INTM620230 - Offshore Receipts in respect of Intangible Property (ORIP): Charge to tax on ORIP: Disregard for third party sales where IP makes an insignificant contribution

ITTOIA05/Ch2A/S608GA

Where a UK-derived amount is received by a person (Person A) within scope of the legislation and the UK sales to which the UK-derived amount relates are only UK sales by reason of the provision of goods, services or other property by an unconnected person (Person B) and not for any other reason, the legislation will not apply a charge where the contribution that the IP makes to the sale is insignificant.

In applying the rule, anything provided by a reseller is to be treated as provided by the person who provided it to the reseller. For this purpose, a “reseller” means a person to whom a thing is provided for resale.
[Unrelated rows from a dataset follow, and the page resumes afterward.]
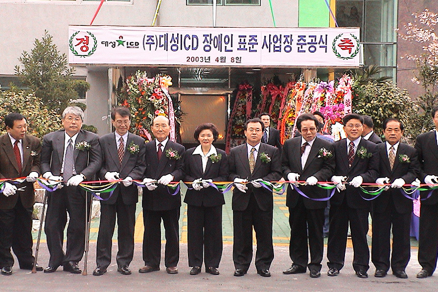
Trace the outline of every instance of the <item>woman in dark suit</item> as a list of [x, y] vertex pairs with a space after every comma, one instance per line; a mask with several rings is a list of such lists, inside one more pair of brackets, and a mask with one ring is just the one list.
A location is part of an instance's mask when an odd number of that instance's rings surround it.
[[202, 250], [205, 272], [219, 274], [218, 268], [222, 256], [222, 205], [223, 195], [208, 183], [223, 182], [228, 176], [228, 163], [225, 151], [212, 145], [219, 136], [211, 123], [202, 124], [195, 129], [197, 147], [186, 152], [186, 182], [193, 182], [187, 190], [187, 249], [191, 275], [201, 273]]

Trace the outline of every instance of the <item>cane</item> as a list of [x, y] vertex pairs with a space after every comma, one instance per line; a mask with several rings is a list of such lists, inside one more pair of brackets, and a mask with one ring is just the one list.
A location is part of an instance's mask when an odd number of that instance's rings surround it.
[[44, 193], [44, 199], [43, 200], [42, 213], [41, 215], [41, 219], [39, 222], [39, 230], [38, 231], [38, 240], [36, 241], [36, 248], [35, 249], [35, 258], [34, 259], [34, 266], [32, 267], [32, 274], [36, 273], [36, 259], [38, 258], [38, 251], [39, 250], [39, 241], [41, 239], [41, 232], [42, 230], [43, 221], [44, 220], [44, 211], [46, 210], [46, 203], [47, 202], [47, 193], [46, 191]]

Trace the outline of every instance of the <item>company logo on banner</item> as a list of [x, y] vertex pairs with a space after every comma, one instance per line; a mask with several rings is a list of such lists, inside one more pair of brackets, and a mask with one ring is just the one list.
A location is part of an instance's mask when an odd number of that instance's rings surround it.
[[72, 65], [359, 66], [359, 28], [71, 26]]

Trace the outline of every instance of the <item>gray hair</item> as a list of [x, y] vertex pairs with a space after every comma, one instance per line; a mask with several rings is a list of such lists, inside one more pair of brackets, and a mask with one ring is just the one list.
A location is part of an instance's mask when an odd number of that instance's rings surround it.
[[75, 116], [79, 116], [81, 117], [81, 119], [84, 120], [84, 111], [79, 107], [67, 107], [62, 112], [62, 118], [65, 118], [65, 116], [68, 114], [73, 114]]

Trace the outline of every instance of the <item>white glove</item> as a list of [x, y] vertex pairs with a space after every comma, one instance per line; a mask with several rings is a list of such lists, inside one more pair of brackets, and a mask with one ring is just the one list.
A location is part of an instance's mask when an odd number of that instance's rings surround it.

In considering whether this disregard applies, the following non-exhaustive list of factors is relevant to whether intangible property makes an insignificant contribution to UK sales:

  • Whether Person A’s branding appears on Person B’s product;
  • Whether Person A’s brand is included in any of Person B’s marketing material for the product or service;
  • The relevance of Person A’s intangible property to the consumer purchasing Person B’s product or service;
  • The extent of Person A’s control over the use of its Intangible Property by Person B including marketing or other contractual obligations over the use of the IP;
  • Whether similar products or services to those of Person B are available or not, and whether Person A’s intangible property is a feature of those products or services;
  • Whether the price/value when considered against the amount charged/value of the outputs is insignificant (this may be considered in either absolute terms or relative terms);
  • and/or
  • The extent to which there are contractual arrangements that:
  • allow Person A to obtain certain information from Person B, for example sales data; or
  • entitle the supplier (Person A) to a share of Person B’s resulting revenue from the sale of the good, service or other property which utilises Person A’s intangible property.

Example 1

Group A sells software. They hold their intangible property (IP) in a Cayman Island based company. Group B is an unrelated airline based in a different territory (not the UK).
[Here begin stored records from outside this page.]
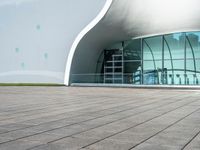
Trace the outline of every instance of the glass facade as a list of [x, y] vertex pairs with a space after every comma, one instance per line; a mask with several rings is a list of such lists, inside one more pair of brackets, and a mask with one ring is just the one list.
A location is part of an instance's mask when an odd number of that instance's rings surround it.
[[199, 85], [200, 32], [119, 42], [101, 60], [94, 83]]

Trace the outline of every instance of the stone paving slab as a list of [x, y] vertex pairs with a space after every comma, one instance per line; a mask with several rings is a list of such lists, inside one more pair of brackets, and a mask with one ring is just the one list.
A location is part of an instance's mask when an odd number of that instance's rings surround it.
[[0, 150], [200, 150], [200, 90], [0, 87]]

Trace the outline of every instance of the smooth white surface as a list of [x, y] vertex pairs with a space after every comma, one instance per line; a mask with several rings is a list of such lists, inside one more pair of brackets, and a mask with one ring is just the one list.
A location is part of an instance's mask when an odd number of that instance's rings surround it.
[[0, 0], [0, 83], [64, 83], [78, 33], [105, 0]]
[[[95, 74], [101, 52], [132, 38], [200, 31], [199, 0], [113, 0], [105, 17], [79, 42], [71, 74]], [[95, 82], [95, 81], [92, 81]]]
[[[92, 20], [91, 23], [89, 23], [80, 33], [79, 35], [76, 37], [74, 43], [72, 44], [72, 47], [70, 49], [69, 55], [68, 55], [68, 59], [67, 59], [67, 64], [66, 64], [66, 70], [65, 70], [65, 80], [64, 80], [64, 84], [65, 85], [69, 85], [69, 80], [70, 80], [70, 71], [71, 71], [71, 65], [72, 65], [72, 60], [73, 60], [73, 56], [74, 53], [76, 51], [76, 48], [79, 44], [79, 42], [81, 41], [81, 39], [104, 17], [104, 15], [106, 14], [106, 12], [108, 11], [108, 9], [110, 8], [112, 4], [112, 0], [107, 0], [103, 9], [101, 10], [101, 12], [97, 15], [97, 17]], [[85, 57], [85, 56], [83, 56]]]

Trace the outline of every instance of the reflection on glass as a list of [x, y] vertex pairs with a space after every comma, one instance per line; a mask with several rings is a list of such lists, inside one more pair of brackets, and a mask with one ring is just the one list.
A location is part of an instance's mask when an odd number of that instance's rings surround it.
[[200, 32], [118, 42], [99, 60], [96, 74], [72, 75], [72, 82], [199, 85]]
Group A’s IP attracts income via its group distributor that relates to direct UK and non-UK sales. The IP income that it is entitled to from the UK sales form part of its UK-derived amount and are subject to an income tax charge under ORIP.

Group A also gets IP income from direct non-UK customers, one such customer is Group B.

Group B is based solely in a non-UK territory, it purchases anti-virus software from Group A which it uses in its online booking system. The relevant factors identified above indicate that Group A’s IP is insignificant in relation to Group B’s sales (Group A’s brand is not present on the booking system and the use of Group A’s IP is unknown to Group B’s customers etc.)

Group B has a small number of bookings from UK customers, however these bookings will not count as indirect UK sales in respect of Group A’s UK-derived amount as they satisfy the insignificant contribution test.

In self-assessing any charge under Chapter 2A, taxpayers are expected to make appropriate reasonable efforts to determine whether sales made indirectly through third parties give rise to UK and non-UK sales and to quantify such sales. This would include obtaining such information through contractual or other arrangements, or where such information is not available using other reasonable data sources such as marketing, sales and other financial information, published financial reports, etc. Where sales are made directly or indirectly by related parties it is expected that such details regarding sales will be available.